Quick reference: identification and travel at a glance

FeatureDetail
Scientific nameOreonympha nobilis (family Trochilidae, order Apodiformes)
RangeAndes of southern Peru — Cusco / Cuzco and Apurímac regions
ElevationRoughly 2,500–4,000 m in arid montane scrub and gardens
Key field marksLarge size, white-bordered crown, long forked tail, male's iridescent beard
Best sitesSacred Garden, Bearded Mountaineer Lodge, Laguna Huacarpay, Pisac, Huaypo Lake
Record platformseBird, Macaulay Library, Birds of the World, Merlin

For an authoritative species account and the latest taxonomic classification, the Cornell Lab's Birds of the World remains the standard reference, while the vitamin C and habitat notes in older sources should be checked against current data. You can also explore broader coverage of wildlife and travel through our Nature and Travel sections, and find related field guides via our resource library.

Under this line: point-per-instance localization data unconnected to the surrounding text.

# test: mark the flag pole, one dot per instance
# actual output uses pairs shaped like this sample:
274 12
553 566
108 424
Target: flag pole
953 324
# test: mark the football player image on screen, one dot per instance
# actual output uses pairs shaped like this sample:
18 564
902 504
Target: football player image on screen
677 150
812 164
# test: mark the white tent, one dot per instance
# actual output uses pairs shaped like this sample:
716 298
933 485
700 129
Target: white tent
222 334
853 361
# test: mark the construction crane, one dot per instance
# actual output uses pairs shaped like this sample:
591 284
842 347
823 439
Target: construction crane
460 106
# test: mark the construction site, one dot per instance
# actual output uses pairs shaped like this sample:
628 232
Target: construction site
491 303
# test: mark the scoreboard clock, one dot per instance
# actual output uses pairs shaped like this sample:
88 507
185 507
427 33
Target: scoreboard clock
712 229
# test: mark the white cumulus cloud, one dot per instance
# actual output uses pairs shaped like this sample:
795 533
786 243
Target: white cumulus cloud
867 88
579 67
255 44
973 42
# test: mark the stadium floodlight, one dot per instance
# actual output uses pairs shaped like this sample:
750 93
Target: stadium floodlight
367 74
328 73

Frequently Asked Questions

What is knotgrass used for?
Knotgrass (Polygonum aviculare) is used in folk and official medicine to treat nervous exhaustion, obesity, gallstone and kidney stone diseases, tuberculosis, bruises, colitis, and gastritis. It also serves as a tonic and anti-tumor agent due to its rich content of vitamins, tannins, and microelements.
What does knotgrass contain?
Knotgrass contains resins, tannins, alkaloids, glycosides, vitamins C and A, and a large amount of essential microelements that benefit the body. These compounds give the plant its valuable medicinal and tonic properties.
When should you harvest knotgrass?
Knotgrass should be collected and prepared during its flowering period, which lasts throughout the summer. At this time the plant's small green flowers with white or pinkish edges are blooming in the leaf axils, and its healing properties are at their peak.
Where does knotgrass grow?
Knotgrass is one of the most widespread annual weeds. It grows in gardens, vegetable plots, along roads, in forest clearings, near fences, and on the banks of lakes and rivers, often spreading across the ground in a dense carpet.
Is knotgrass used in official medicine?
Yes, knotgrass is used in official medicine. It is included in herbal blends prescribed for colitis, gastritis with high acidity, kidney stone disease, and gynecological conditions. An infusion of the herb is also taken as a tonic for nervous exhaustion.